Our reasons for advising against the re-launching of the national airline are threefold. Firstly, Zambia Airways would face a high risk of failure if it is launched using the proposed business model. Zambia has a relatively small population and economy and lacks strategic location for intercontinental flights. South African Airways (SAA) has been constrained to a loss making position due to this lack of geographical advantage. Even though Zambia is partnering with Ethiopian Airways, Ethiopian Airways’ success is driven by a number of factors such as strategic location within the horn of Africa and a comprehensive business model, some of which is impossible to replicate in the Zambian context.
Furthermore, our assessment of Ethiopia’s Partnership with Malawian Airlines reveals somewhat disappointing results. Despite the Good Partnership model on paper and technical assistance, Malawi Airlines has dragged to breakeven and remains in a loss making state for over 4 years now.
Secondly, Government is currently financially constrained due to debt levels which means it is unable to absorb either the initial investment or re-capitalization costs in case of failure.

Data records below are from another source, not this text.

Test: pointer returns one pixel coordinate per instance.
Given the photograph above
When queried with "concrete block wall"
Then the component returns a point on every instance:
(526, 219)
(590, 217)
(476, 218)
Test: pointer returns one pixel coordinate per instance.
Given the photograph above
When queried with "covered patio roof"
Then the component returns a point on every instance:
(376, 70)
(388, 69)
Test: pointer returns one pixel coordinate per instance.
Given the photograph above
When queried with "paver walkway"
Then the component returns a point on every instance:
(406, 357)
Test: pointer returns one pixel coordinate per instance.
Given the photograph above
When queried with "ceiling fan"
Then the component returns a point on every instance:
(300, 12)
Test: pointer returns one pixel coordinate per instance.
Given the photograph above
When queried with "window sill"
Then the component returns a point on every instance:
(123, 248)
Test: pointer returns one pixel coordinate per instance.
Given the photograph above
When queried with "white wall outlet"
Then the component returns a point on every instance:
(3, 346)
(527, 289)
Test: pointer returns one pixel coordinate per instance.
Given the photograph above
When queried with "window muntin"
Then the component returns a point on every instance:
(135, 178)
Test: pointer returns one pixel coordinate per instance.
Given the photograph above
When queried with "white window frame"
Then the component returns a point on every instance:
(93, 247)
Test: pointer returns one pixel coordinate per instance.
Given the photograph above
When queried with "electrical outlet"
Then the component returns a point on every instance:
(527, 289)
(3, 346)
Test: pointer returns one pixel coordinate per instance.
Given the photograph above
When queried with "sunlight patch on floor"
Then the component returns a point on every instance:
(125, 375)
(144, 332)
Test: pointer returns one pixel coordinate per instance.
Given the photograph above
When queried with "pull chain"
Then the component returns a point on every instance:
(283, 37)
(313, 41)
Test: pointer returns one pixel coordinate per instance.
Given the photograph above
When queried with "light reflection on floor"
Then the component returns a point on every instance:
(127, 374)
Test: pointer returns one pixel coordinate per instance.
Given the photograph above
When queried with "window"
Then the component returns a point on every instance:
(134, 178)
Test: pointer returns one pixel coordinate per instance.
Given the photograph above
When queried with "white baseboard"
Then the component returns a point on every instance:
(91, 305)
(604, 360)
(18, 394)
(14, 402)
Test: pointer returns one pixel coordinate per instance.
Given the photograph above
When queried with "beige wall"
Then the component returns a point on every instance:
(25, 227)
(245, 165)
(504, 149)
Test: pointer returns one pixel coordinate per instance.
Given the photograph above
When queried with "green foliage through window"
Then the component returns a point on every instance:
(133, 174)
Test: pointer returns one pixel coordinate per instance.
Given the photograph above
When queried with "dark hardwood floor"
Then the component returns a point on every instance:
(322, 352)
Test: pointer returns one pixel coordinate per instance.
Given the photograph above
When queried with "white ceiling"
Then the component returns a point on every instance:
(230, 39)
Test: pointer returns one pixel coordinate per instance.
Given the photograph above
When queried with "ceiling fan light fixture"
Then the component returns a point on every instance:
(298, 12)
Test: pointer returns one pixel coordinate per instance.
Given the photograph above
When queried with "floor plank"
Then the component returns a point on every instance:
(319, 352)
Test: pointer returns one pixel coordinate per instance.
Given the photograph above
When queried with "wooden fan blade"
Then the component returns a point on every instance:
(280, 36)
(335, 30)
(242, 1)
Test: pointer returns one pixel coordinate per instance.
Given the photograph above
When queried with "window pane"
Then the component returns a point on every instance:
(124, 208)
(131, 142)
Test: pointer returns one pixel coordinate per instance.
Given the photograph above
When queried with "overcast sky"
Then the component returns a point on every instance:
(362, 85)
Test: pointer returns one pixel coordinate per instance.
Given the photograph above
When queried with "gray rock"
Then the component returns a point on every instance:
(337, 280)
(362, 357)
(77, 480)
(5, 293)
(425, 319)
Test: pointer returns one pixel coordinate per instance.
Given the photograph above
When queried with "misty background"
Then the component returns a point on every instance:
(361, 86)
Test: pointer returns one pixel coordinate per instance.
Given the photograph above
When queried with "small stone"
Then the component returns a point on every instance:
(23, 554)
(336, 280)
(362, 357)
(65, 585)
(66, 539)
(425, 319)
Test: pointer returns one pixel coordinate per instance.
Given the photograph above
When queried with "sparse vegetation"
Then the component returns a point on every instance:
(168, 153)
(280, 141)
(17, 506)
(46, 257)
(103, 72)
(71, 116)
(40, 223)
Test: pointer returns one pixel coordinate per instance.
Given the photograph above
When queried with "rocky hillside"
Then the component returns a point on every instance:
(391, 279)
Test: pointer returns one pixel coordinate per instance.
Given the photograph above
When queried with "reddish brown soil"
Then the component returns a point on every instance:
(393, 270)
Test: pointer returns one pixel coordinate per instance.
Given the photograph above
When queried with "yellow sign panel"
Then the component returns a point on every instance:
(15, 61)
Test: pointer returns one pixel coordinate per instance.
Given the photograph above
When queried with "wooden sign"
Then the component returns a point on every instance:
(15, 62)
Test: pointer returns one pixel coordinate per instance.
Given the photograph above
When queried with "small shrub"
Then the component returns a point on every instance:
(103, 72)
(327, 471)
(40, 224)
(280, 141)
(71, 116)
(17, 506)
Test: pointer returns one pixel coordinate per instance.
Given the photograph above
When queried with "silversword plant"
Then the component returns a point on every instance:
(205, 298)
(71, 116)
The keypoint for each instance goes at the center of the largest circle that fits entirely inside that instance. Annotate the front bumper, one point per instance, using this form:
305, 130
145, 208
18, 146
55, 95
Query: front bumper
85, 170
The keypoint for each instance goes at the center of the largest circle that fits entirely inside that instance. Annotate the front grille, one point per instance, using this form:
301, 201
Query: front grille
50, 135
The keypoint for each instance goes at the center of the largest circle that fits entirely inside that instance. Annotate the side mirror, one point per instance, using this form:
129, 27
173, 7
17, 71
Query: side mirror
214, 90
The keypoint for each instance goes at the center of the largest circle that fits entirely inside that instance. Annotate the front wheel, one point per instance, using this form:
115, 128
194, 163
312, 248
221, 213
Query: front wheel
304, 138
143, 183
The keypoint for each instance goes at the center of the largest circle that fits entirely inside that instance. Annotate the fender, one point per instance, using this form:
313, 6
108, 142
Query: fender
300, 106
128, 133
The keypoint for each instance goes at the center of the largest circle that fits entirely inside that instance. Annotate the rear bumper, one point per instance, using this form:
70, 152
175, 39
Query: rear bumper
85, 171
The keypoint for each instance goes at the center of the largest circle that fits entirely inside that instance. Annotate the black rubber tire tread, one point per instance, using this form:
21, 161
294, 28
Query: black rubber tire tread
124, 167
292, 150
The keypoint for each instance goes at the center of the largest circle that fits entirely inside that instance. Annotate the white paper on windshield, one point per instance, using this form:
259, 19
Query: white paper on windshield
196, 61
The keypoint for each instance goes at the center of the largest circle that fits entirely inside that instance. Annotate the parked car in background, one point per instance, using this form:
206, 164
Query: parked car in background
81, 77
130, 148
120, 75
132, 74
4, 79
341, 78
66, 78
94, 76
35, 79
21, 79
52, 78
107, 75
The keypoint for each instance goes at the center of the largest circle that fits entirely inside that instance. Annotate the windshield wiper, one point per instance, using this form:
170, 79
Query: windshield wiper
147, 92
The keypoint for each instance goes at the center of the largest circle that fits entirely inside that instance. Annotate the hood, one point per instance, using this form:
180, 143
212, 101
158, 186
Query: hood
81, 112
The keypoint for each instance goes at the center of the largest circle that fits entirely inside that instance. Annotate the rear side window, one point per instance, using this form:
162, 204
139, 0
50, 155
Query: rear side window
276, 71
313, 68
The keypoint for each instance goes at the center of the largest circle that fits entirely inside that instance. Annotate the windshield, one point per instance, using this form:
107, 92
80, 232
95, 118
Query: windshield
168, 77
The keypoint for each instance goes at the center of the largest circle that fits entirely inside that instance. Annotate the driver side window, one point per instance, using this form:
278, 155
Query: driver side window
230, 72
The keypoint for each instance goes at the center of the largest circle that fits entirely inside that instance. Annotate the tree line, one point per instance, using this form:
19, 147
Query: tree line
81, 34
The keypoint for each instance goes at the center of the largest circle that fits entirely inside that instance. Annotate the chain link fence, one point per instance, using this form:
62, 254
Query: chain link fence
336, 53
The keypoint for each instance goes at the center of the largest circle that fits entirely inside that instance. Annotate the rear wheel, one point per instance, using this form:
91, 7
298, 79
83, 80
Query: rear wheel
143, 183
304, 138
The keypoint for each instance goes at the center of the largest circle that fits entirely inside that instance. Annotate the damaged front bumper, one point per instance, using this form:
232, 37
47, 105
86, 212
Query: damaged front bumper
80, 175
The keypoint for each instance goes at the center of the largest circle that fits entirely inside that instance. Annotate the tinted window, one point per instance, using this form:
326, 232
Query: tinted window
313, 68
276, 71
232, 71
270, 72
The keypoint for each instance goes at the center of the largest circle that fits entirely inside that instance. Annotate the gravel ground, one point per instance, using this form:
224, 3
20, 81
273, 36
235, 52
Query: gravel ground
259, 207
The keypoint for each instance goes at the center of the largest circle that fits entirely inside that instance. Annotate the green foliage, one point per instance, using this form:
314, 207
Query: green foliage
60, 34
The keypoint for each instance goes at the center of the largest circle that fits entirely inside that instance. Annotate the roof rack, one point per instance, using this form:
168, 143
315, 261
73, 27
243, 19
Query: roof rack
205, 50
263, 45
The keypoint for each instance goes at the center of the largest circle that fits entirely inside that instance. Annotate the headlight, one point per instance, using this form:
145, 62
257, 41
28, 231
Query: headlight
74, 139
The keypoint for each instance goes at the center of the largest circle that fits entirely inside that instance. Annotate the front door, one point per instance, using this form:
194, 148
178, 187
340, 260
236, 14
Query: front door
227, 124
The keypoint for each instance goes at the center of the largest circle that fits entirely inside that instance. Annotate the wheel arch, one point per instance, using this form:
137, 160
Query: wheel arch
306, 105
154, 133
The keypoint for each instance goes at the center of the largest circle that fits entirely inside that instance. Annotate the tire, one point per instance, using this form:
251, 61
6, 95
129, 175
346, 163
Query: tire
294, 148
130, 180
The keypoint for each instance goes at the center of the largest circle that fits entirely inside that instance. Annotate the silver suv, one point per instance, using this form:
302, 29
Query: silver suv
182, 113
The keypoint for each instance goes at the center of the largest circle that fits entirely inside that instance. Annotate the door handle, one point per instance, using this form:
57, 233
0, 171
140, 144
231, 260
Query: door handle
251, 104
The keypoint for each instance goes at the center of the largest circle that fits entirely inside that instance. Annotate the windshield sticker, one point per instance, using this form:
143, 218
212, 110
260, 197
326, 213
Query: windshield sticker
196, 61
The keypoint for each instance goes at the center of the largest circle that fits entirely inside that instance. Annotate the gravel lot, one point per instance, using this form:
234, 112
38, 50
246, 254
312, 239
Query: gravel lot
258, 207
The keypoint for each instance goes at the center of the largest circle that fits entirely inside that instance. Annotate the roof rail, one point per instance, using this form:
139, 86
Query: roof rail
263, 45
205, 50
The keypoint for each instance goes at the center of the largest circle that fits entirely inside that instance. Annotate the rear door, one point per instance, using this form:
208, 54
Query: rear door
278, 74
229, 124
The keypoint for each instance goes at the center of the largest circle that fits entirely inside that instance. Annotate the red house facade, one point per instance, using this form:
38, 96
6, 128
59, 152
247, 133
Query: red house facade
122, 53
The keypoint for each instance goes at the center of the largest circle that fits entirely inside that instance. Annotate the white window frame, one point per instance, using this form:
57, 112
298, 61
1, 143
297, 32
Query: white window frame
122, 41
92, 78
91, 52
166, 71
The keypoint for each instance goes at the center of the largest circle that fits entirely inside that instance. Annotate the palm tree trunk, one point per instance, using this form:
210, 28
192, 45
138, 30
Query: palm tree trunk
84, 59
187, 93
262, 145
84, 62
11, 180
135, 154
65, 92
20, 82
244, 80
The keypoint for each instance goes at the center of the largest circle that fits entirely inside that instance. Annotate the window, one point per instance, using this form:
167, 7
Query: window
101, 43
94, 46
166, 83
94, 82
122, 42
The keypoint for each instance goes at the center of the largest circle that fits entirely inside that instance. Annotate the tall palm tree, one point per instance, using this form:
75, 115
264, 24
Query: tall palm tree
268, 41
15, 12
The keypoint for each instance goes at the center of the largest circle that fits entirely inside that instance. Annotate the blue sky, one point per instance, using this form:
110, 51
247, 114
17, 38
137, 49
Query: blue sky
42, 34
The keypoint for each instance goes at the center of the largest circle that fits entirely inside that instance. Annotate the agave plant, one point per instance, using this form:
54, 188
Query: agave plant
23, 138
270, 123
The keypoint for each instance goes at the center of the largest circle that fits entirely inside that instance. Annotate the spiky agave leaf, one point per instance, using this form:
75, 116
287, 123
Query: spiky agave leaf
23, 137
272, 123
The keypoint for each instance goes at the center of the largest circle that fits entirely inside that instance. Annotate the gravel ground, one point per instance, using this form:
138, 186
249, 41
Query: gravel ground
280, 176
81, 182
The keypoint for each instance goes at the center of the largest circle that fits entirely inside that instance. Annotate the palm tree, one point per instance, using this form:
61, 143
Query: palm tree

While we agree that a national airline has the potential to facilitate for economic development by improving tourism and stimulating non-traditional exports, these potential benefits must be weighed against the risks of failure and increased indebtedness. Investing US$55 million into this project has the opportunity cost of using these funds towards government spending on healthcare, education and social protection. A loan to cover this investment would increase debt and interest payments and could further crowd out social spending in the event that the airline requires a future bailout – as we have seen in South Africa. Such reckless spending during difficult economic times sends a negative signal to investors and external partners that Zambia is not willing to make the necessary changes to put the economy back on track.
Lastly, Zambia has a vibrant domestic aviation industry which is dominated by private players. The launching of Zambia airways using the proposed business model would crowd out the private sector since Zambia Airways is envisaged to have domestic, regional and intercontinental flights. Government should instead be seeking to crowd in private sector players, rather than interfering with the market through pursuing investments which could be taken on by the private sector. In a period of mounting debt, the capital requirements to establish and the prospect of low-returns in a challenging industry, make the re-launch of Zambia Airways a gamble that the government can ill afford. Instead of currently pursuing a national airline, GRZ could make policy changes to the domestic market that promotes investment into the Zambian aviation sector, which would in turn support economic growth. CPTD would therefore like to urge you to reconsider and halt the plans to relaunch the national airline.
We strongly urge you to reconsider plans to re-launch the national airline. In light of financial constraints and a struggling economy, now is not the time to press ahead with an ill-conceived business model that crowds out much needed private sector investment. Further consideration is needed to ensure that Zambia benefits from a national airline and citizens are protected from the burden of additional unproductive public debt.